We do not believe the Commission, in the passage from its award seized upon by claimants, applied the wrong standard of proof. Instead, we view the passage as a comment on the strength of Dr. Bernard’s opinion weighed against Dr. Davidson’s opinion. As Emerson points out, Dr. Bernard conceded that working nine hours does not automatically result in stress and he would have to speculate on the amount of stress Mr. Haynes was under at the moment of his heart attack.
Reading the Commission’s award in its entirety, we do not understand it to say that for claimants to recover they had to establish to a medical certainty that Mr. Haynes’ heart attack was job-related.
In sum, the instant case presents a close medical issue on which two qualified experts held conflicting opinions. To illustrate this we have quoted extensively — perhaps too extensively — from each expert’s testimony. As observed in Hutchinson v. Tri-State Motor Transit Co., 721 S.W.2d 158, 162[4] (Mo.App.1986) — a workers’ compensation case in which an over-the-road truck driver suffered a fatal heart attack and this Court affirmed the Commission’s denial of benefits:
“A finding of the commission consistent with either of two conflicting medical opinions will be upheld by this court if supported by competent and substantial evidence upon the whole record.”

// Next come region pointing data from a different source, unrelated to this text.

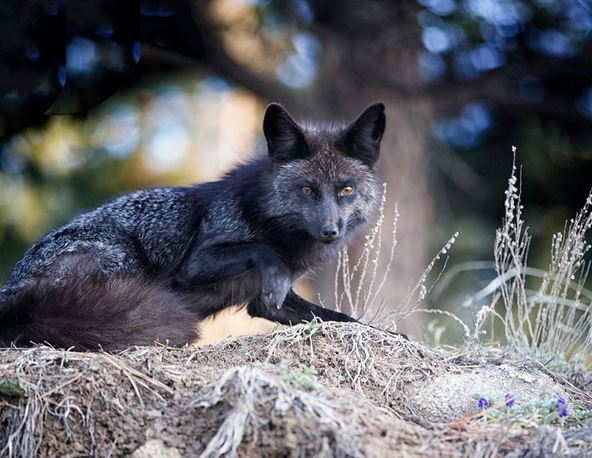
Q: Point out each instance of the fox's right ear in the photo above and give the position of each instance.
(285, 138)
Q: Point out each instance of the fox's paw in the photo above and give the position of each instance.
(275, 285)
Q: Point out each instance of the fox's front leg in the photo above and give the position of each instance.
(294, 310)
(223, 262)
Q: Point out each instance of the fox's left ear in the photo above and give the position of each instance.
(361, 139)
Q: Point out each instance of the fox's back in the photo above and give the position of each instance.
(136, 232)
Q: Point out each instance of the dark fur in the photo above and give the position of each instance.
(149, 265)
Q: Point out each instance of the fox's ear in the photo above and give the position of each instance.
(361, 139)
(285, 138)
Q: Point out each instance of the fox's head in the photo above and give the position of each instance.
(324, 175)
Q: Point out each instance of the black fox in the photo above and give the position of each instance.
(149, 265)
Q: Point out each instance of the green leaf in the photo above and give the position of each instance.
(11, 388)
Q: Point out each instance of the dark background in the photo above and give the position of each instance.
(105, 96)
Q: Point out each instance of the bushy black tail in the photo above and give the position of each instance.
(93, 311)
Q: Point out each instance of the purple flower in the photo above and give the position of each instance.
(561, 406)
(483, 403)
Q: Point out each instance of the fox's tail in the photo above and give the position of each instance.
(94, 311)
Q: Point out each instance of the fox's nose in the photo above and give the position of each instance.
(329, 232)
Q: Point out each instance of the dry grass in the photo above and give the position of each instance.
(231, 400)
(544, 313)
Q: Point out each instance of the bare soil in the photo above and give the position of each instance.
(310, 390)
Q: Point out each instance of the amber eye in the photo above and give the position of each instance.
(346, 191)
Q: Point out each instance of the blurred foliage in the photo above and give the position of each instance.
(192, 77)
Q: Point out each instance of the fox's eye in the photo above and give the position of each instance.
(346, 191)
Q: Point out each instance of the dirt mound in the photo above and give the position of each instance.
(321, 389)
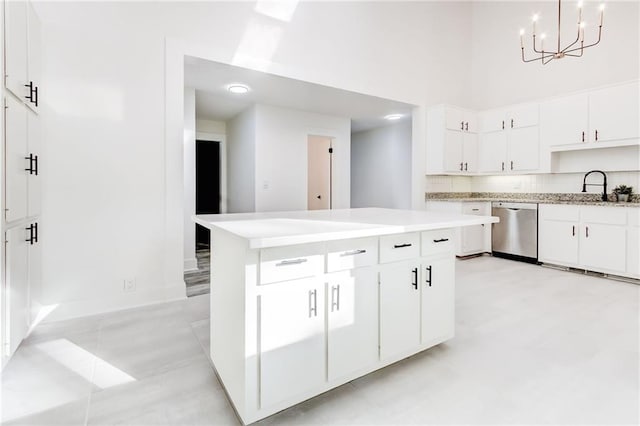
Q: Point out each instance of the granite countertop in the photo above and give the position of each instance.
(273, 229)
(546, 198)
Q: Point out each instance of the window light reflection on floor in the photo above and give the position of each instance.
(84, 363)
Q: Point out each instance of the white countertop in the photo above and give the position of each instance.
(273, 229)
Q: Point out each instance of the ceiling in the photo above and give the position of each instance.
(215, 102)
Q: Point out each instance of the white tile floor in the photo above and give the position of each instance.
(533, 345)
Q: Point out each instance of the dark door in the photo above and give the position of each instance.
(207, 185)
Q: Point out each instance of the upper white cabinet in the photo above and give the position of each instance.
(23, 46)
(452, 141)
(596, 238)
(22, 161)
(509, 141)
(604, 115)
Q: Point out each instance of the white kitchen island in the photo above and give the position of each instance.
(302, 302)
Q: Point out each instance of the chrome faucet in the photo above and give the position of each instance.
(604, 184)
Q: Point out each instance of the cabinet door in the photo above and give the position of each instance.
(34, 54)
(34, 179)
(493, 120)
(17, 282)
(453, 142)
(470, 152)
(613, 113)
(493, 151)
(15, 163)
(16, 47)
(454, 119)
(524, 149)
(292, 349)
(633, 252)
(603, 247)
(558, 242)
(438, 299)
(352, 311)
(523, 116)
(399, 308)
(563, 121)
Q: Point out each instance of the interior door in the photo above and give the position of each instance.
(318, 172)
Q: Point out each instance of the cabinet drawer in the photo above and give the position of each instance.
(437, 241)
(603, 215)
(560, 212)
(399, 247)
(478, 209)
(349, 254)
(292, 262)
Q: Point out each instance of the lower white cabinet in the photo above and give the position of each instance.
(292, 354)
(352, 322)
(399, 308)
(17, 285)
(595, 238)
(469, 240)
(416, 304)
(438, 298)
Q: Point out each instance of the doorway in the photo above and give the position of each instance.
(319, 172)
(207, 186)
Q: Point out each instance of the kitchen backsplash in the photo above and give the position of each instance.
(546, 183)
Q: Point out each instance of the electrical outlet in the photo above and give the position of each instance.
(129, 285)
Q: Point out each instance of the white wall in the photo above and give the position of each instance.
(190, 261)
(210, 126)
(241, 162)
(499, 77)
(113, 195)
(281, 157)
(380, 167)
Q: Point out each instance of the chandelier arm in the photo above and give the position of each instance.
(572, 44)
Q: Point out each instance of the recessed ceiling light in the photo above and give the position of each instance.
(238, 88)
(393, 116)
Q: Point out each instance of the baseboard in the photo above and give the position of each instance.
(141, 297)
(190, 264)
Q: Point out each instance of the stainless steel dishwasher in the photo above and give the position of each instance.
(516, 235)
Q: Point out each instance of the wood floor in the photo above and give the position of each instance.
(198, 282)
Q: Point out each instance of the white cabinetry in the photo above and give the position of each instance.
(587, 237)
(509, 141)
(292, 355)
(416, 298)
(452, 140)
(599, 118)
(469, 240)
(22, 52)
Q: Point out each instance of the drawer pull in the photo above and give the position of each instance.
(414, 272)
(402, 245)
(352, 252)
(291, 262)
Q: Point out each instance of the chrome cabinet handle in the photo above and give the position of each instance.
(414, 283)
(313, 303)
(335, 298)
(291, 262)
(352, 252)
(402, 245)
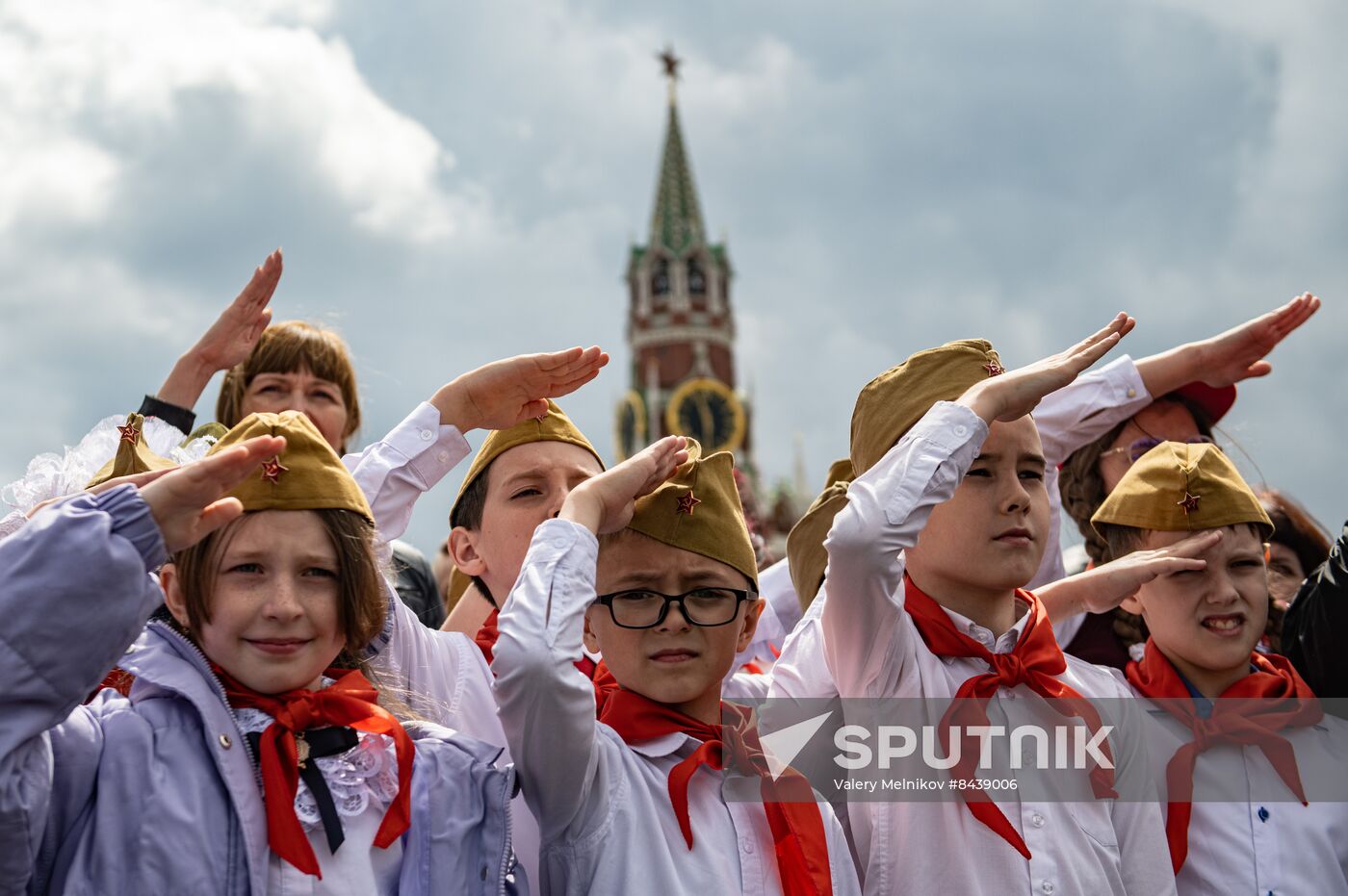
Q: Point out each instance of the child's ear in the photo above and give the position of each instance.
(755, 609)
(590, 639)
(462, 550)
(174, 599)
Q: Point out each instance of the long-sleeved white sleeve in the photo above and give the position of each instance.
(1071, 418)
(398, 469)
(865, 644)
(546, 704)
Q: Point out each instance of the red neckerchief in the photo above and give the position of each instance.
(350, 701)
(1035, 662)
(802, 849)
(1274, 698)
(487, 635)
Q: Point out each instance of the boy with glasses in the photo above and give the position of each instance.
(651, 563)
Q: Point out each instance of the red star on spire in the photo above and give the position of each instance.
(272, 469)
(687, 504)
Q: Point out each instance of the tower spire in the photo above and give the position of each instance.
(677, 218)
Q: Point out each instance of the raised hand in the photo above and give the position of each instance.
(1237, 353)
(1017, 393)
(188, 502)
(1107, 586)
(502, 394)
(135, 478)
(606, 502)
(228, 341)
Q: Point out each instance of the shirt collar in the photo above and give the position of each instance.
(664, 745)
(984, 636)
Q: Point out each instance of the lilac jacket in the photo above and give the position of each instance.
(157, 794)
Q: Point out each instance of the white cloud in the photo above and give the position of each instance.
(84, 83)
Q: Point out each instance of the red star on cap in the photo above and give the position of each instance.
(687, 504)
(272, 469)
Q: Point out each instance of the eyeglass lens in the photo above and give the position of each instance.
(704, 606)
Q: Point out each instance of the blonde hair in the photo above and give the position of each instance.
(285, 347)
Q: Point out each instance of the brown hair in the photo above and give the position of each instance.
(286, 347)
(1296, 529)
(360, 588)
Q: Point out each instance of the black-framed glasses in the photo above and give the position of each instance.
(705, 606)
(1136, 448)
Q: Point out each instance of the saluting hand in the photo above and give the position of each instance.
(228, 341)
(1237, 353)
(502, 394)
(188, 501)
(606, 502)
(1017, 393)
(1107, 586)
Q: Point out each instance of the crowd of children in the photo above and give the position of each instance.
(226, 676)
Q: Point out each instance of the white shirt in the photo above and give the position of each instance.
(603, 806)
(1270, 844)
(444, 671)
(363, 781)
(1067, 420)
(873, 650)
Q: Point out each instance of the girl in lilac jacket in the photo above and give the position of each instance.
(251, 755)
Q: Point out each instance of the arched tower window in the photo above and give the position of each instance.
(696, 278)
(661, 278)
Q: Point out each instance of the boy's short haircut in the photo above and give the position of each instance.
(468, 512)
(471, 504)
(1121, 541)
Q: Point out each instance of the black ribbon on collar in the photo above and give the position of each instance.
(323, 741)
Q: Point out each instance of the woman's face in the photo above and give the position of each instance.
(1284, 575)
(1162, 421)
(321, 400)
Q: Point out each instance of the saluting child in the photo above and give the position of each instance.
(926, 566)
(252, 754)
(633, 804)
(519, 477)
(1237, 738)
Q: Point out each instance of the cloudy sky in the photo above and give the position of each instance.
(458, 182)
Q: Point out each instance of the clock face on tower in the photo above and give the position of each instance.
(708, 411)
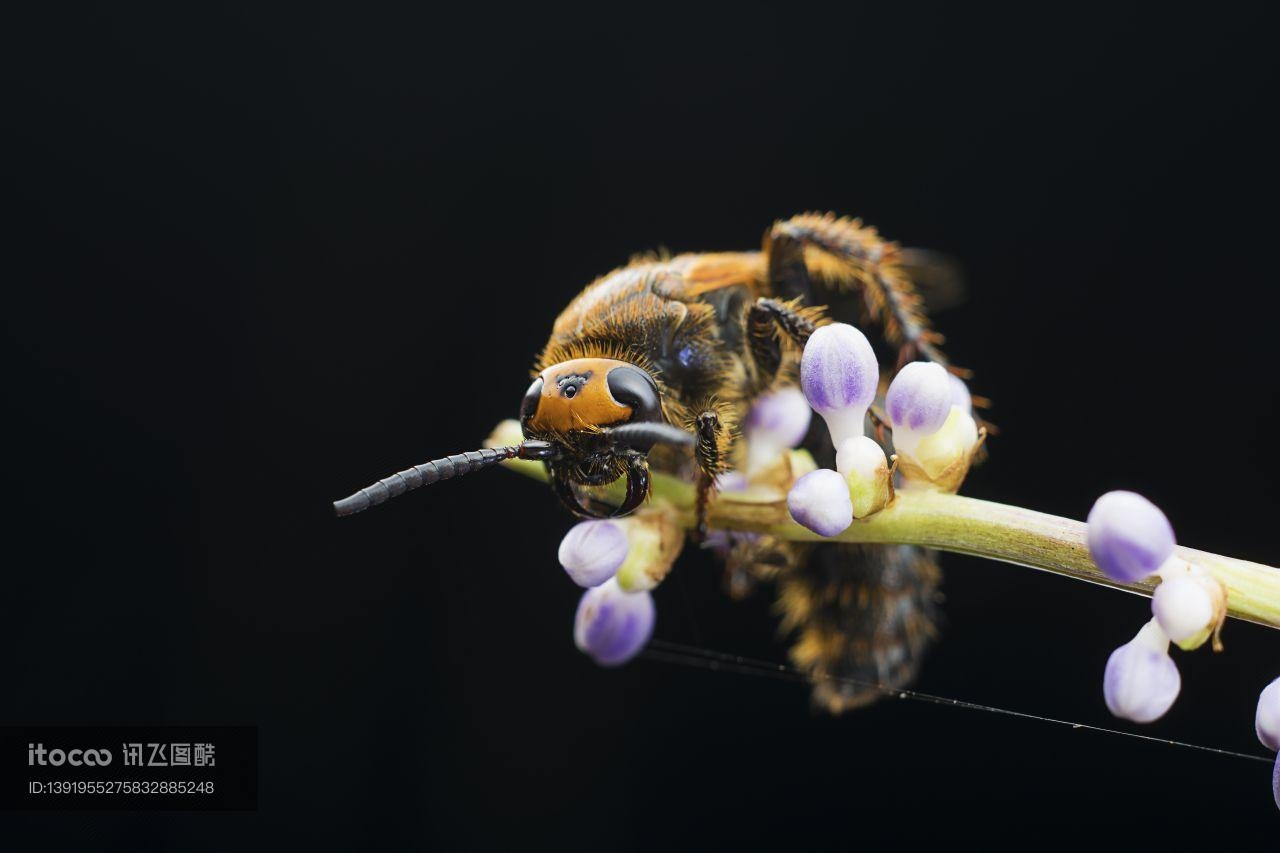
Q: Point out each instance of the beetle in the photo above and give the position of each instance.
(656, 364)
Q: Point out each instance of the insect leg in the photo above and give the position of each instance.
(863, 617)
(766, 320)
(841, 255)
(711, 463)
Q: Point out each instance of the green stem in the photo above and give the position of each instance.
(967, 525)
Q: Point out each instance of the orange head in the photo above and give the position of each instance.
(589, 393)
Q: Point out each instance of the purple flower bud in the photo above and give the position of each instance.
(819, 501)
(840, 375)
(1129, 537)
(613, 625)
(1267, 720)
(1275, 781)
(919, 398)
(776, 423)
(1141, 680)
(960, 395)
(592, 551)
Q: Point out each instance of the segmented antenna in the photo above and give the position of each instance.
(424, 474)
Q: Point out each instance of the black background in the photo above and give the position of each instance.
(263, 259)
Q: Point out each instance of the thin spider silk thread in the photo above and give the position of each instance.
(707, 658)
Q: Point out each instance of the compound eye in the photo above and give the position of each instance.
(635, 388)
(529, 405)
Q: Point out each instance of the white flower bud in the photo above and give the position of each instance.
(1266, 723)
(776, 423)
(865, 469)
(1141, 680)
(654, 541)
(1189, 603)
(819, 501)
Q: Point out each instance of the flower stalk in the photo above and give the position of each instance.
(958, 524)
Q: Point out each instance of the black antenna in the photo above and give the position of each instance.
(437, 470)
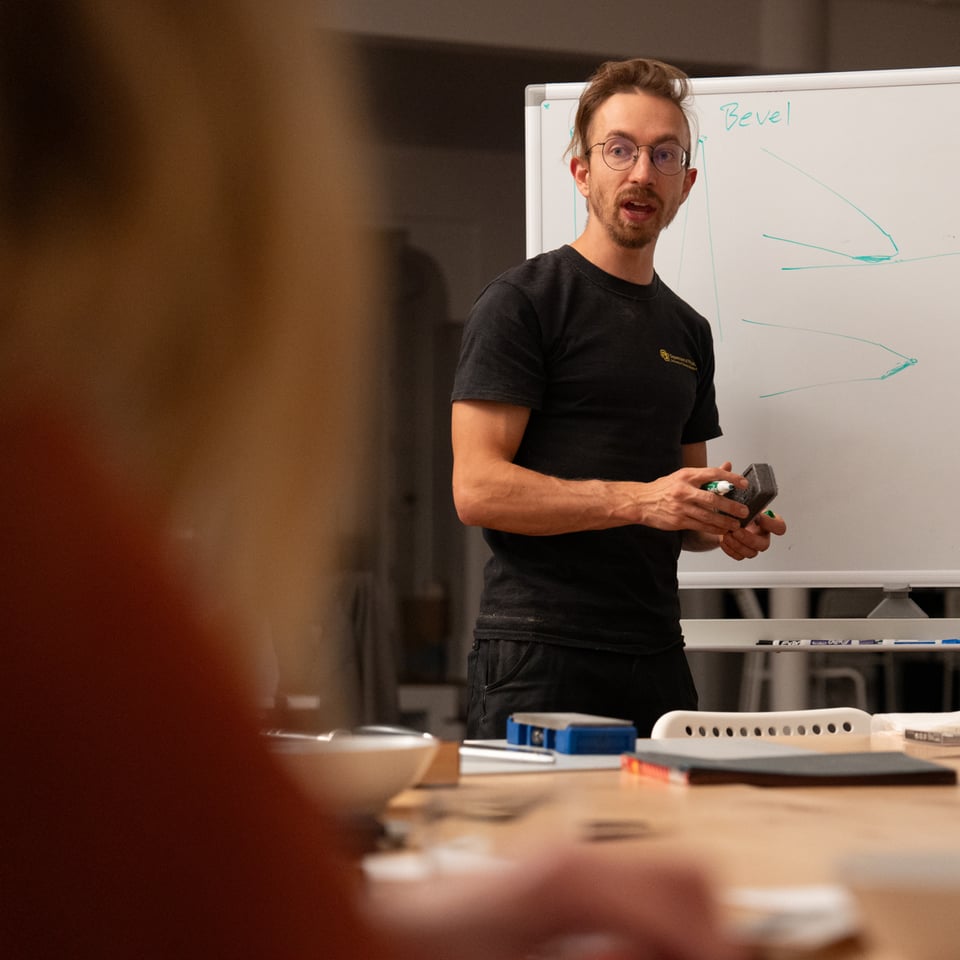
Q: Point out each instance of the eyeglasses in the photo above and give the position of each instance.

Claimants in the instant ease have presented strong arguments why their medical evidence was more persuasive than
Emerson’s. That, however, was for the Commission to decide. We may not substitute our own judgment on the evidence for that of the Commission. Michler v. Krey Packing Co., 363 Mo. 707, 253 S.W.2d 136, 141[6] (banc 1952); Fowler v. Monarch Plastics, 684 S.W.2d 429, 430[1] (Mo.App. 1984).
Sub-point D is denied and the final award of the Commission denying compensation is affirmed.
MAUS, P.J., and PREWITT, J., concur.. Claimants’ brief states the case was orally argued before the Commission June 2, 1987. The Commission’s award is dated December 14, 1989. The record yields no clue to the reason for the 30-month delay between argument and award.
. The point does not appear this way in claimants' brief. However, claimants moved to amend the point to read as set forth above. The motion was taken with the case. We grant the motion.